In A Midwife’s Tale, Laurel Ulrich describes the challenge of analyzing Martha Ballard’s exhaustive diary, which records daily entries over the course of 27 years: “The problem is not that the diary is trivial but that it introduces more stories than can be easily recovered and absorbed.” (25) This fundamental challenge is the one I’ve tried to tackle by analyzing Ballard’s diary using text mining. There are advantages and disadvantages to such an approach – computers are very good at counting the instances of the word “God,” for instance, but less effective at recognizing that “the Author of all my Mercies” should be counted as well. The question remains, how does a reader (computer or human) recognize and conceptualize the recurrent themes that run through nearly 10,000 entries?
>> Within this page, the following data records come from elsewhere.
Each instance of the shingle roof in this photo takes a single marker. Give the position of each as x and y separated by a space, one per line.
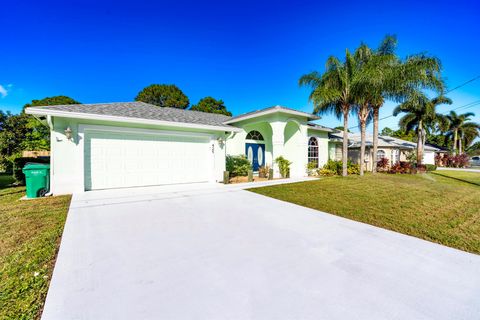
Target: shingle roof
143 110
383 141
319 127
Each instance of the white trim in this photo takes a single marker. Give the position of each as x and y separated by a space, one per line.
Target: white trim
270 111
90 127
84 128
319 129
90 116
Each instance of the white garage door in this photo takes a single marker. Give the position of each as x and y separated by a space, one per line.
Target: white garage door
117 160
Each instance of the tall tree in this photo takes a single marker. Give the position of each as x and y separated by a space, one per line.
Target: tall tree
163 95
23 132
334 92
389 78
211 105
364 59
51 101
420 113
461 130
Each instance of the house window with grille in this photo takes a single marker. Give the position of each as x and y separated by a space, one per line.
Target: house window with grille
380 155
254 135
313 151
395 156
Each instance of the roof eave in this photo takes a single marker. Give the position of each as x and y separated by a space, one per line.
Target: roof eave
91 116
270 111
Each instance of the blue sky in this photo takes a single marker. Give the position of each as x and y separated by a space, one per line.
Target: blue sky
248 53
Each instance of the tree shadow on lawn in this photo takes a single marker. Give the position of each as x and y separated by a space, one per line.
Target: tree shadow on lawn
457 179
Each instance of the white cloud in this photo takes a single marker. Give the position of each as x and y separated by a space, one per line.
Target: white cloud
3 91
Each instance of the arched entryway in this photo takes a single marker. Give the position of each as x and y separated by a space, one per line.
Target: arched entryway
255 149
313 151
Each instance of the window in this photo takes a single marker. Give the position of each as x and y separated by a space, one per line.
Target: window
395 156
254 135
380 155
313 150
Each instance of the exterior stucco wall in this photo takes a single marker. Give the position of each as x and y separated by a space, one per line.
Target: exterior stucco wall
284 135
324 147
235 145
67 172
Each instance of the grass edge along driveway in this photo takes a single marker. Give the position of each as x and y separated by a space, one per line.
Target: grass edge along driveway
30 233
443 208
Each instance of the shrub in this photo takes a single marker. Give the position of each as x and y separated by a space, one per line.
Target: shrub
263 171
439 160
283 166
337 167
19 163
401 167
312 167
353 168
326 172
382 164
457 161
421 168
238 165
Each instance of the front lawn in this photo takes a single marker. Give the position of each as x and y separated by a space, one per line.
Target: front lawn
30 234
5 180
442 207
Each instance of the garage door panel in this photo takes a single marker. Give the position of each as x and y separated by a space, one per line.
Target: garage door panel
115 160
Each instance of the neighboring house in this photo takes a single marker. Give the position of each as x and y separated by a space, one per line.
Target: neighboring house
393 149
115 145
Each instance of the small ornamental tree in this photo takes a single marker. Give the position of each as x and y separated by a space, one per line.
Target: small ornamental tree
51 101
211 105
163 95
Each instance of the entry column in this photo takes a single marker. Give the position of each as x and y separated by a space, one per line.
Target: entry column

One answer lies in topic modeling, a method of computational linguistics that attempts to find words that frequently appear together within a text and then group them into clusters. I was introduced to topic modeling through a separate collaborative project that I’ve been working on under the direction of Matthew Jockers (who also recently topic-modeled posts from Day in the Life of Digital Humanities 2010). Matt, ever-generous and enthusiastic, helped me to install MALLET (Machine Learning for LanguagE ToolkiT), developed by Andrew McCallum at UMass as “a Java-based package for statistical natural language processing, document classification, clustering, topic modeling, information extraction, and other machine learning applications to text.” MALLET allows you to feed in a series of text files, which the machine will then process and generate a user-specified number of word clusters it thinks are related topics. I don’t pretend to have a firm grasp on the inner statistical/computational plumbing of how MALLET produces these topics, but in the case of Martha Ballard’s diary, it worked. Beautifully.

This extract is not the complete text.